Monday, December 6, 2010

Christmas Story #2...let your light shine...someplace else!

Good afternoon!

Okay, so this Christmas story thing isn't moving quite as quickly as I'd hoped, BUT  I dug one out of my memory banks that (And I should tell you that story #1 was deemed "Best Story EVER" by my Sunday School class!) I think you might enjoy.  So here we are:

Christmas with my mom's side of the family was always a sort of chaotic wild ride.  When I was older, I would come to realize that all sorts of mental and emotional issues ran amok in my family, but when I was 11, all that mattered was spending a wild time with my 8 cousins in my grandparents' sprawling old parsonage.

Most of the time the adults would stay in the big dining room while the children, ranging in ages from Cal, the oldest at 14 to Kimmie, the youngest at about 2 would command the upstairs, the attic  (when it wasn't FREEZING) and the cavernous basement.  Except for being moderately polite when we crossed from the upstairs to the basement through the dining room, we children had nearly no adult supervision, provided we didn't do actual bodily harm to each other.

The other thing you should know about these Christmas Gatherings is that my grandmother bought each grandchild exactly the same gift each year.  From eldest to youngest, we all got the same thing.  Be it the year of Scarves and hats, or the year we all got Mc Donald's coupons, it didn't matter.  All nine of us got the same thing.

Which brings me to the BEST CHRISTMAS EVER at my grandparents' gigantic house:  The year of the flashlight.

My mother's family always celebrated Christmas the day after Christmas.  This was so that those who were ministers in the family would be able to join the rest of the family.  This tradition lived on until only very recently, sometime after my grandmother passed and my uncles and mother became the heads of their own families with their own traditions.  December 26th was a date set in stone as any other high festival day in my family.

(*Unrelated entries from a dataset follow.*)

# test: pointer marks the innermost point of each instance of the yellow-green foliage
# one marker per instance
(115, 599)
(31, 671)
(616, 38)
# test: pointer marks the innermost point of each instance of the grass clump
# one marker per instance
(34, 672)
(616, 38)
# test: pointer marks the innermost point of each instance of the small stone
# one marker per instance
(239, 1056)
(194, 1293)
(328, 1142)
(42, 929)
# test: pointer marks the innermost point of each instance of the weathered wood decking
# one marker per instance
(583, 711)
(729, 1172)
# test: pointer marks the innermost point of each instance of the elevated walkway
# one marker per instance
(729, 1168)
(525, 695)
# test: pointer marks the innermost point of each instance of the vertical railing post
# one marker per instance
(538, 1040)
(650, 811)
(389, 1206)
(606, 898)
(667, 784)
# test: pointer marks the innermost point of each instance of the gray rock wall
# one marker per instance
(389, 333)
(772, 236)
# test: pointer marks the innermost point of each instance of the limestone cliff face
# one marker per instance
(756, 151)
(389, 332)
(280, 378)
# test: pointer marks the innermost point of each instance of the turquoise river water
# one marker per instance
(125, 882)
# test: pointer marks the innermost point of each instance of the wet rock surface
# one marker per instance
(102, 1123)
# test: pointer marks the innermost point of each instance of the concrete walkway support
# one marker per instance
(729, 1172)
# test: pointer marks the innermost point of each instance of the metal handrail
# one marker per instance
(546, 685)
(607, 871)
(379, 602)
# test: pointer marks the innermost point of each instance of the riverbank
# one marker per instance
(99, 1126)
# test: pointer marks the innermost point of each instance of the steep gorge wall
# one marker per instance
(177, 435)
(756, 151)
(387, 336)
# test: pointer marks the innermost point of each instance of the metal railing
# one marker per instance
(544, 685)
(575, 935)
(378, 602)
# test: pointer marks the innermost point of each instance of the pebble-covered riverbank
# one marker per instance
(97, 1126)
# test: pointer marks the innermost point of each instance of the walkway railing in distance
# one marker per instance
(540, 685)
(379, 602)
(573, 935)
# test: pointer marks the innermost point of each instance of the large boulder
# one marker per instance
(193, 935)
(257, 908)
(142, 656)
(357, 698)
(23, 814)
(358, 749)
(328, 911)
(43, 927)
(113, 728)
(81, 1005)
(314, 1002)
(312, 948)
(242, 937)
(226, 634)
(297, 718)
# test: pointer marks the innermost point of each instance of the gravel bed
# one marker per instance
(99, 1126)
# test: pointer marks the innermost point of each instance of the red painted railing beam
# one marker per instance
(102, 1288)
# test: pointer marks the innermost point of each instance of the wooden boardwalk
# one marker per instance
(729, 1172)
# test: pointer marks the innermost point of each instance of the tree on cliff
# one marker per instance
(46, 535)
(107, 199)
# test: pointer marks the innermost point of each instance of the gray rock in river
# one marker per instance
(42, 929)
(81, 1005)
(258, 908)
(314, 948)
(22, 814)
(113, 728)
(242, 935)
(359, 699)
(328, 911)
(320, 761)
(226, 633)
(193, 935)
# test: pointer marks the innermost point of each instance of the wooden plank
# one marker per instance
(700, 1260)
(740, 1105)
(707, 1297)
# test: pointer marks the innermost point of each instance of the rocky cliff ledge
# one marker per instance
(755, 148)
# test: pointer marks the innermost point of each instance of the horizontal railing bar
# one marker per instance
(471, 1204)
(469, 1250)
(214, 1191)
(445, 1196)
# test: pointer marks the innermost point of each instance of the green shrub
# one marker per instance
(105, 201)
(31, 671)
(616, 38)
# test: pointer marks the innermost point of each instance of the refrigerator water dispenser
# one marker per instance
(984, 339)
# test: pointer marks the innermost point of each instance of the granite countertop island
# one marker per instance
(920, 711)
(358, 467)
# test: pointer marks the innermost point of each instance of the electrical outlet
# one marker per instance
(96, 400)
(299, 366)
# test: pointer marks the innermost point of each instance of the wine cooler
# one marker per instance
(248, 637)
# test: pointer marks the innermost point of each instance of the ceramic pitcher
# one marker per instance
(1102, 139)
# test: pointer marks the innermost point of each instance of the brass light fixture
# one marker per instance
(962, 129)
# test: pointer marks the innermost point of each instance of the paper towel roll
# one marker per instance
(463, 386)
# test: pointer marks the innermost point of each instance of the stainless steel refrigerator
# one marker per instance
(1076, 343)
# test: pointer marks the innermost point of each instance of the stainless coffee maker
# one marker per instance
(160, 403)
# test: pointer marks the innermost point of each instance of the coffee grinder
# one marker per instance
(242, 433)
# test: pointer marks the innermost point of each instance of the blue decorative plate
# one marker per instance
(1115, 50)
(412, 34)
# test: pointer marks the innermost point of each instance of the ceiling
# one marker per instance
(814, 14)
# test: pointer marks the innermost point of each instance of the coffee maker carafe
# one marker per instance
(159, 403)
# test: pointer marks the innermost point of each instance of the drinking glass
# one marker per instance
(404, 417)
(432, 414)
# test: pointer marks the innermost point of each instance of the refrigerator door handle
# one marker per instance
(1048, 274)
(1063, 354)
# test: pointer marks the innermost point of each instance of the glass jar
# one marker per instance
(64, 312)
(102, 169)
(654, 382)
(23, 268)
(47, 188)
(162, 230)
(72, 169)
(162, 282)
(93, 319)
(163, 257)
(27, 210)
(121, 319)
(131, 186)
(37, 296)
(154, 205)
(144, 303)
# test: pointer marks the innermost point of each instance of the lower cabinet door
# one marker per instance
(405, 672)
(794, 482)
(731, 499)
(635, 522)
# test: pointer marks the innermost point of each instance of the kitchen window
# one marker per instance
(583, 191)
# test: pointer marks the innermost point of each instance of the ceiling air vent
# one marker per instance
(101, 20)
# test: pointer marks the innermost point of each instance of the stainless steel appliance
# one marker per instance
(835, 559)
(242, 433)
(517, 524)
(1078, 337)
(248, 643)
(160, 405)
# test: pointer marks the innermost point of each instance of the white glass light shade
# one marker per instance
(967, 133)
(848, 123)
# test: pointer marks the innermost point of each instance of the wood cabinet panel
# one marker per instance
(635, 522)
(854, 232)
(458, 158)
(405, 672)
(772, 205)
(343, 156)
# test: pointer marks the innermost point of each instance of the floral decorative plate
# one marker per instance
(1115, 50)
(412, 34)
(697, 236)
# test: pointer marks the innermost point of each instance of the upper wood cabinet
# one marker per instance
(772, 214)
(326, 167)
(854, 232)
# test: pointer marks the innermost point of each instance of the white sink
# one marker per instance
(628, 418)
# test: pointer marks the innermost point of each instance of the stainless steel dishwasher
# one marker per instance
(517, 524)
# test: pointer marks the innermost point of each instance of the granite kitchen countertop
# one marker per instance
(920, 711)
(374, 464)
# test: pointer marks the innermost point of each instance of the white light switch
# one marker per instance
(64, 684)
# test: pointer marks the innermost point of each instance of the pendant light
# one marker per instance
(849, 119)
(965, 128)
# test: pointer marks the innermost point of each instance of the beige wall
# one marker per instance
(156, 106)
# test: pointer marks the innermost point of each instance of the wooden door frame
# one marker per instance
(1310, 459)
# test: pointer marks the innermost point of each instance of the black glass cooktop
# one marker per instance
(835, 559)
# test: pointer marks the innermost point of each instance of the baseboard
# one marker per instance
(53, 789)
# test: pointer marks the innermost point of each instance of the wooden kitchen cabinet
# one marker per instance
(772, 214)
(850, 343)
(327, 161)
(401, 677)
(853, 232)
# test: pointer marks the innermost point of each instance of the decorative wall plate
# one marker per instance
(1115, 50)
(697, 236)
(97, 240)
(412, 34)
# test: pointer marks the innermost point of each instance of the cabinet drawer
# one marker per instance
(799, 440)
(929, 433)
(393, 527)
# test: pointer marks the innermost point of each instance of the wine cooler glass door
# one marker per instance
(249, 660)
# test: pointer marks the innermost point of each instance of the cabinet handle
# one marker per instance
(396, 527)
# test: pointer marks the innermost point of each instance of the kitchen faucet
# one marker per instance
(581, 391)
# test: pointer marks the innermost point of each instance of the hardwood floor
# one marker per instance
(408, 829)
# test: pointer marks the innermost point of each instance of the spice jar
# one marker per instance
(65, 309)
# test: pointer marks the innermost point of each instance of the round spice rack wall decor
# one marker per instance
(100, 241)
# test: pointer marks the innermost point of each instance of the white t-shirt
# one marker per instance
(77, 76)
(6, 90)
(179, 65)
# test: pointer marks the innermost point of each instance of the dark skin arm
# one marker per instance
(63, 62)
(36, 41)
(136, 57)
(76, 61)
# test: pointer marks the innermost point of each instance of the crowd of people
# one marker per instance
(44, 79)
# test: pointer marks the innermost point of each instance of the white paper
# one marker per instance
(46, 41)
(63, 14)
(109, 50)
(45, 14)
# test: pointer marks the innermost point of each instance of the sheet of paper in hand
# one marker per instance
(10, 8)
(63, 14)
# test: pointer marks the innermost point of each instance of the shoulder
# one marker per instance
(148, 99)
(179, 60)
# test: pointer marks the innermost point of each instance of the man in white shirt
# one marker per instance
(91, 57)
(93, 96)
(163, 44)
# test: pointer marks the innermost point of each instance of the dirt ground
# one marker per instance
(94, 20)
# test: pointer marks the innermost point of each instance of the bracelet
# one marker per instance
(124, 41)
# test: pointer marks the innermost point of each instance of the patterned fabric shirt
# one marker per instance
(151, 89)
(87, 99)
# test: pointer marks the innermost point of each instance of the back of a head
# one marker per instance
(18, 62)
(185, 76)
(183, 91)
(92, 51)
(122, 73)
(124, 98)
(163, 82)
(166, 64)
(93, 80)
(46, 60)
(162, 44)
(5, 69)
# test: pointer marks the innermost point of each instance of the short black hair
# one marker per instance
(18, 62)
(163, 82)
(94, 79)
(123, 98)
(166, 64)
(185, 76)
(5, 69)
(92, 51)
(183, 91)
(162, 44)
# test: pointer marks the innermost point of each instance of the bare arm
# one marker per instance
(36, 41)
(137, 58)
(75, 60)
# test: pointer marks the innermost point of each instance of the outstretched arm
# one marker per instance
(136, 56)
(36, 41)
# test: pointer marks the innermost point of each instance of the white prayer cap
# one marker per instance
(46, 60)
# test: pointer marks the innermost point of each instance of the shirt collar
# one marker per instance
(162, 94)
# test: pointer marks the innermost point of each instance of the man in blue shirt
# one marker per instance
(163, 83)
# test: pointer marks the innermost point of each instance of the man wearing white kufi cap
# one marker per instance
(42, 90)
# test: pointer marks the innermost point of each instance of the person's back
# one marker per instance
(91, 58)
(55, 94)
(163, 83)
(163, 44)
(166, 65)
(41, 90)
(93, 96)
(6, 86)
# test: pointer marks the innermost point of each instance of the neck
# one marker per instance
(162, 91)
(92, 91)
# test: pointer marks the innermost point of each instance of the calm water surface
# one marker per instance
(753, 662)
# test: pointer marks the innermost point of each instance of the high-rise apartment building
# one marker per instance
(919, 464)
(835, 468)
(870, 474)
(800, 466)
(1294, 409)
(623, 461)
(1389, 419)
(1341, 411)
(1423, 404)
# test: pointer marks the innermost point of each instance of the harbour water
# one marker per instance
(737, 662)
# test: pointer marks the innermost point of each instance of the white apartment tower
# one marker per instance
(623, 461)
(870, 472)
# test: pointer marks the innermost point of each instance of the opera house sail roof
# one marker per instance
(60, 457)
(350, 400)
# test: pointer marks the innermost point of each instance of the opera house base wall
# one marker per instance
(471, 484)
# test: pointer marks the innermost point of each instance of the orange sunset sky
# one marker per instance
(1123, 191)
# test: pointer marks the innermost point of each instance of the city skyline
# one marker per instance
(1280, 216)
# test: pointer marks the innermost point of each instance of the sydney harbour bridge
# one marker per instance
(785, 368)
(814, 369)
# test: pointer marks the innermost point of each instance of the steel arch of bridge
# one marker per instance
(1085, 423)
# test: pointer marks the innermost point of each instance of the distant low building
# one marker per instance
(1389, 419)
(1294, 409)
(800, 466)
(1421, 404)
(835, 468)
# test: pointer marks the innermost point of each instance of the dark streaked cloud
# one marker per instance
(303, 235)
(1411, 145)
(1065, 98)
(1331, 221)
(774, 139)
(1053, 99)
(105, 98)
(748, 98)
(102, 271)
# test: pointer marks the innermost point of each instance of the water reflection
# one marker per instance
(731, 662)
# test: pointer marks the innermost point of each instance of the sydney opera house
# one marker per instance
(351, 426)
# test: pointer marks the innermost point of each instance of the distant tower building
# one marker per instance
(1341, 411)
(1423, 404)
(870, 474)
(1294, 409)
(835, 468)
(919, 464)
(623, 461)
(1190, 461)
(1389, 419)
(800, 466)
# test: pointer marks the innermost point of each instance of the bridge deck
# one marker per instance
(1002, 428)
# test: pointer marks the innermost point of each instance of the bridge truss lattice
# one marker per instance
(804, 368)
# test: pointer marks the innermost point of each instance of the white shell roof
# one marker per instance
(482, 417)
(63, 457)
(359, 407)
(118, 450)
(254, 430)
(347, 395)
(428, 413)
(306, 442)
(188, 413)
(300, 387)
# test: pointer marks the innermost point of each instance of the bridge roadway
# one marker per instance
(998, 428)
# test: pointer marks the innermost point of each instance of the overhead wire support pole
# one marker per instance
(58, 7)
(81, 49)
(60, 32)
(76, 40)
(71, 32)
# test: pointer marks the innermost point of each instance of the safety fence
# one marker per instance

The tradition was as simple:  Go to grandma's house for dinner on the 26th.  Eat a large dinner, open gifts, then, children, disappear so that the adults could talk.

In the days before Game boys, computers, cable TV  (or more than one TV in a house) CD players, or texting, the nine of us had only each other in a massive house to amuse ourselves.  We often played outside, in the dark and cold because there we could play endless games of 7 steps around the house, or burrow deep in the piles of snow left by the county plow trucks in the church parking lot behind the house.  Often we would spend hours in the second story of the garage, a hidden place where we pretended to be (usually) Jews hiding from the Germans.  (Not sure how 9 German Lutherans came up with that, but we all wound up becoming students of history in one way or another, so I guess it was a natural thing.  That, and the "Diary of Anne Frank" was always assigned in school so someone in the family was always reading it over Christmas Break.)  Sometimes we pretended to be the Ingalls family, too, facing a hard winter. 

Ah, the things we did before Computers!

Anyway, gift opening was something that came between dinner and playing for hours without having to answer to adults.  We enjoyed it well enough, certainly, but since this wasn't the BIG CHRISTMAS, we really were more eager to just go and play.

So one year my grandmother decided that the gift of the year would be flashlights.  Nine children ages 3 to 14, all with a flashlight.

In normal years, we'd bundle up and go outside to terrorize the countryside with these amazing lights.  But that year, the year of the Flashlight, it was far too cold to go out.  So, gift opening over, the children were sent upstairs.

Normally this would not have been a problem.  We were just as capable of playing upstairs as we were out doors or in the garage.  But nine children, all with flashlights, have only one purpose:

MAKE IT AS DARK AS POSSIBLE AND CHASE EACH OTHER.

Of course, we could play such a game in complete and total silence so as not to disturb our elders.

Right.

The upstairs had a long hallway that reached from the front all the way to the back of the house.  A perfect runway for a game of "CHASE IN THE DARK WITH FLASHLIGHTS."

I'm not saying we were loud...That would be a gross understatement.  I will say that the windows shook with the shrieks of the middle children (I'm one of the older kids)  and the howls of the younger ones. 

One cousin, the tattle tale  (and isn't there always one in the bunch?) informed the parents of our game.  (Seriously, like they didn't know?)  One parent came upstairs and told us to settle down and be more quiet.

Yeah, that lasted about four minutes.  And then...ooops! All the lights upstairs went off again and the chasing and yelling and shrieking continued.

Seriously, was there another result from giving 9 children flashlights?

But, this fantastic noisy game came to an end, as all good things do.  I believe no tattle tale was needed.  A few of the younger cousins ran up and down the main stairs, a cardinal sin, and that was the end of that.  Flashlights were taken and packed in parental suitcases to be returned later.

Still, when I hold a flashlight in my hand, I can't help but remember that night in my grandparents' house with my beloved cousins, racing around the upstairs of that glorious home, screaming in the dark.